The penalty for incurring more losses is imposed in the form of an increased deductible. In particular, the deductible is increased by the ratio of the maximum cumulative payment (15,000) to the amount that remains available to pay for future losses in the year. The factor by which the deductible can be raised has a limit of three.
This example illustrates only step 3 of the simulation process, where randomization is done. It assumes that step 2 of the
simulation process is identical to the step 2 in the example in the section Illustration of Aggregate Adjusted Loss Simulation Process. At the beginning of step 3, let the severity draws from all the observations be as shown in the _SEV_
column in the following table:
Obs age gender carType deductible count _sev_ 1 30 2 1 250 2 350 2100 2 25 1 2 500 1 4500 3 45 2 2 100 2 700 4300 4 33 1 1 200 3 600 1500 950 5 50 1 1 200 0
If the order of these eight draws is not randomized, then all the severity draws for the first observation are adjusted before
all the severity draws of the second observation, and so on. The execution of the severity adjustment program leads to the
following sequence of values for AmountPaid
:
Obs deductible _sev_ _cumadjsev_ penaltyFactor amountPaid 1 250 350 0 1 100 1 250 2100 100 1.0067 1848.32 2 500 4500 1948.32 1.1493 3925.36 3 100 700 5873.68 1.6436 535.64 3 100 4300 6409.32 1.7461 4125.39 4 200 600 10534.72 3 0 4 200 1500 10534.72 3 900 4 200 950 11434.72 3 350
The preceding sequence of simulating loss events results in a cumulative payment of 11,784.72.

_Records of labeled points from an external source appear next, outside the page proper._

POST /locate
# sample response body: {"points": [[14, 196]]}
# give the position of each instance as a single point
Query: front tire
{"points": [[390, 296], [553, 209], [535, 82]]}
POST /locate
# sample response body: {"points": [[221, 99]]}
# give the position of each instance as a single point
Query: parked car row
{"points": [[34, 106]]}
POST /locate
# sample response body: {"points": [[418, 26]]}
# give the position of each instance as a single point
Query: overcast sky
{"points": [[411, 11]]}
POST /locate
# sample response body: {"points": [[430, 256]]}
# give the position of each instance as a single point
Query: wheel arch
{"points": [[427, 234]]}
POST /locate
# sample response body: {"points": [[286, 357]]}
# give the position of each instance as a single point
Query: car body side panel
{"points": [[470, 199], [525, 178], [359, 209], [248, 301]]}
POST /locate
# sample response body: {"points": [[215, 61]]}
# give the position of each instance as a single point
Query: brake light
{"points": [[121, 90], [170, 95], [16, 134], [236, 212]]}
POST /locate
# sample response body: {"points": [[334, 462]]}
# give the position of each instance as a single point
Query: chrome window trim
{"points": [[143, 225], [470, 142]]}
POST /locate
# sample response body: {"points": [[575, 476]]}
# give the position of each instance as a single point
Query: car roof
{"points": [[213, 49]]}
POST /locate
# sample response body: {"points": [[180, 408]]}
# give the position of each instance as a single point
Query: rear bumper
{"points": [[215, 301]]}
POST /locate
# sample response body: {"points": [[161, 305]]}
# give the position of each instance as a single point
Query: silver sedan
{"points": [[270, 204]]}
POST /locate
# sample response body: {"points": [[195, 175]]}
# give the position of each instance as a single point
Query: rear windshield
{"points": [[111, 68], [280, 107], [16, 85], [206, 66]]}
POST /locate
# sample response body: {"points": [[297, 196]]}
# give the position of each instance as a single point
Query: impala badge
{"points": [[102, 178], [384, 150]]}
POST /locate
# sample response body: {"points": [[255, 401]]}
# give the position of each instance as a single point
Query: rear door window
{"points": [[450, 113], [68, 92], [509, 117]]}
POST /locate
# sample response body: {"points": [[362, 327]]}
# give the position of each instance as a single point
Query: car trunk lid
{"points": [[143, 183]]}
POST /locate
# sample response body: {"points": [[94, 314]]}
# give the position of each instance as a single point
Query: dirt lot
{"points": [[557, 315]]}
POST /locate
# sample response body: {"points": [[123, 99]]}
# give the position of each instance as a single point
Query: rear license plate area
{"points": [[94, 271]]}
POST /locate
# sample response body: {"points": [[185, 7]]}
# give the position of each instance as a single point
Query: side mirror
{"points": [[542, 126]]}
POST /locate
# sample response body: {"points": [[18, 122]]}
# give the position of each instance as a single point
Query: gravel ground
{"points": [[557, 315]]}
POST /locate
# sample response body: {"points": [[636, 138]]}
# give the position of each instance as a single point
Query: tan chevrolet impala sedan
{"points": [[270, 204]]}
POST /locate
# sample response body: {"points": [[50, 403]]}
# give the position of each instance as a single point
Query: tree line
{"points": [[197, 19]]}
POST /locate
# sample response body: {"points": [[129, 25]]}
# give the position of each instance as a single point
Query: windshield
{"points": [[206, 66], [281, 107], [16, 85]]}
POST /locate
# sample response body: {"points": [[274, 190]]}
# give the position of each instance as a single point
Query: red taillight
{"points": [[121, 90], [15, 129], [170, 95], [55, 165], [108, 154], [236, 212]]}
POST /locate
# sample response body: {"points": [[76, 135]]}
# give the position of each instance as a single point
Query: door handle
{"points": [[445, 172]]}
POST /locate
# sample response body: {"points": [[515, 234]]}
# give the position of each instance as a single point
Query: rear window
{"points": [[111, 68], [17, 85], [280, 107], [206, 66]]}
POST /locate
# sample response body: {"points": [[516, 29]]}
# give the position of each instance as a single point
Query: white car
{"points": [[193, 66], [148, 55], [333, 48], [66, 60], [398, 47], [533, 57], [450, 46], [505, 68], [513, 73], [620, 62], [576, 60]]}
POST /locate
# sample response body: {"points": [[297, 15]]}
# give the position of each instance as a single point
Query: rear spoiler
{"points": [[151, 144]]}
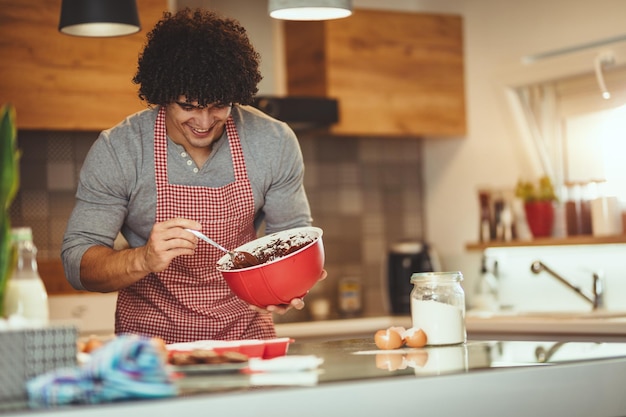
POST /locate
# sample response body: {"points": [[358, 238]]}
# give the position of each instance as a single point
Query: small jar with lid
{"points": [[438, 307]]}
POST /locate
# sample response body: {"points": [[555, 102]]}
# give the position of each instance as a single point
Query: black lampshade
{"points": [[99, 18]]}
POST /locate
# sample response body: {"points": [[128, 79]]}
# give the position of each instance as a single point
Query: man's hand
{"points": [[168, 240]]}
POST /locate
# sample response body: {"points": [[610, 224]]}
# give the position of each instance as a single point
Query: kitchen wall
{"points": [[364, 192], [497, 35]]}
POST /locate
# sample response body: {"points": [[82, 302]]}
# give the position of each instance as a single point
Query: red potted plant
{"points": [[538, 205]]}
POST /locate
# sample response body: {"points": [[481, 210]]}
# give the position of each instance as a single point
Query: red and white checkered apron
{"points": [[190, 300]]}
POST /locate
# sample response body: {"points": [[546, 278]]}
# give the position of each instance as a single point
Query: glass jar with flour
{"points": [[438, 307]]}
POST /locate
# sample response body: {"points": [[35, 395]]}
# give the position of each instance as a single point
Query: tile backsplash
{"points": [[365, 193]]}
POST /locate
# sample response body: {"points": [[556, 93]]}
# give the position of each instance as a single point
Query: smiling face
{"points": [[196, 127]]}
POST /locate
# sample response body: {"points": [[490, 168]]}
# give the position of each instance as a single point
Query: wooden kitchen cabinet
{"points": [[393, 73], [61, 82]]}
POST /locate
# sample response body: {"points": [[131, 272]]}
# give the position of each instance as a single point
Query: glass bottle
{"points": [[438, 307], [26, 294]]}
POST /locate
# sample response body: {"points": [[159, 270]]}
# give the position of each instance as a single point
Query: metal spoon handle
{"points": [[208, 240]]}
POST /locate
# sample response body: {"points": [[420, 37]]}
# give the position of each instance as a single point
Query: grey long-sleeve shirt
{"points": [[117, 190]]}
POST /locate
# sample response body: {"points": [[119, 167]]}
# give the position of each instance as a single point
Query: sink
{"points": [[606, 323]]}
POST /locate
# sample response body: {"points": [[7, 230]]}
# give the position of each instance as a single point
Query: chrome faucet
{"points": [[596, 299]]}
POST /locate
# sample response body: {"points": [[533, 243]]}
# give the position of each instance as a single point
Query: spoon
{"points": [[240, 259]]}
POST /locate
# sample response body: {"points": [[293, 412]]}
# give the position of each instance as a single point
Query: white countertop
{"points": [[605, 325], [342, 328]]}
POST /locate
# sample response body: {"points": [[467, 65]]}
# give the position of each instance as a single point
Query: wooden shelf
{"points": [[574, 240]]}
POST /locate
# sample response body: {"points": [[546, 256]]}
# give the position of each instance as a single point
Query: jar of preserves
{"points": [[438, 307]]}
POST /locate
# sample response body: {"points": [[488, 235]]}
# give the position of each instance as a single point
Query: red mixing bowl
{"points": [[281, 280]]}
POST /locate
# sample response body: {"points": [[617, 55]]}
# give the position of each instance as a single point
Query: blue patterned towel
{"points": [[127, 367]]}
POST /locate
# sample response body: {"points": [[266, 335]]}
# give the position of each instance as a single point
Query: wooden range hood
{"points": [[393, 73]]}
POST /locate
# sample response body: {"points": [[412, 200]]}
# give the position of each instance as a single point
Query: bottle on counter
{"points": [[438, 307], [26, 293]]}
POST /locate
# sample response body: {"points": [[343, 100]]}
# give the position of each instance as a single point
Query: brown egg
{"points": [[415, 337], [388, 339], [390, 361]]}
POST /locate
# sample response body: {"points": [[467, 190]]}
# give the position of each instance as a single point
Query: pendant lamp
{"points": [[99, 18], [309, 9]]}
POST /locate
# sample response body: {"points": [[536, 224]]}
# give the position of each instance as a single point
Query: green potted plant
{"points": [[538, 205], [9, 184]]}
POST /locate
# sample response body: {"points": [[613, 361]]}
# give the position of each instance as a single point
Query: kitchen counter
{"points": [[486, 378]]}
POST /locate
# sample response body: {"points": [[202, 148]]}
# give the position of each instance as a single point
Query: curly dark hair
{"points": [[200, 55]]}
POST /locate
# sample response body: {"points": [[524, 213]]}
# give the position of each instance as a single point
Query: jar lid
{"points": [[453, 276]]}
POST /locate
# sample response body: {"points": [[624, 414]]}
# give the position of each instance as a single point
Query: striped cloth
{"points": [[127, 367]]}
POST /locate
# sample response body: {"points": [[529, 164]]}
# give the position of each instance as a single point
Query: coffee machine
{"points": [[403, 260]]}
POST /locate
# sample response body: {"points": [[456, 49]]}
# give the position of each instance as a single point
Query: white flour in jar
{"points": [[443, 323]]}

If the sequence of draws is randomized over observations, then the computation of the cumulative payment might proceed as follows for one instance of randomization:
Obs deductible _sev_ _cumadjsev_ penaltyFactor amountPaid 2 500 4500 0 1 4000 1 250 350 4000 1.3636 9.09 3 100 700 4009.09 1.3648 563.52 4 200 950 4572.61 1.4385 662.30 4 200 1500 5234.91 1.5361 1192.78 1 250 2100 6427.69 1.7498 1662.54 4 200 600 8090.24 2.1708 165.83 3 100 4300 8256.07 2.2242 4077.58
In this example, a policyholder is identified by the value in the Obs
column. As the table indicates, PROC HPCDM randomizes the order of loss events not only across policyholders but also across
the loss events that a given policyholder incurs. The particular sequence of loss events that is shown in the table results
in a cumulative payment of 12,333.65. This differs from the cumulative payment that results from the previously considered
nonrandomized sequence of loss events, which tends to penalize the fourth policyholder by always processing her payments after
all other payments, with a possibility of underestimating the total paid amount. This comparison not only illustrates that
the order of randomization affects the aggregate adjusted loss sample but also corroborates the arguments about the importance
of order randomization that are made at the beginning of the section Randomizing the Order of Severity Draws across Observations of a Scenario.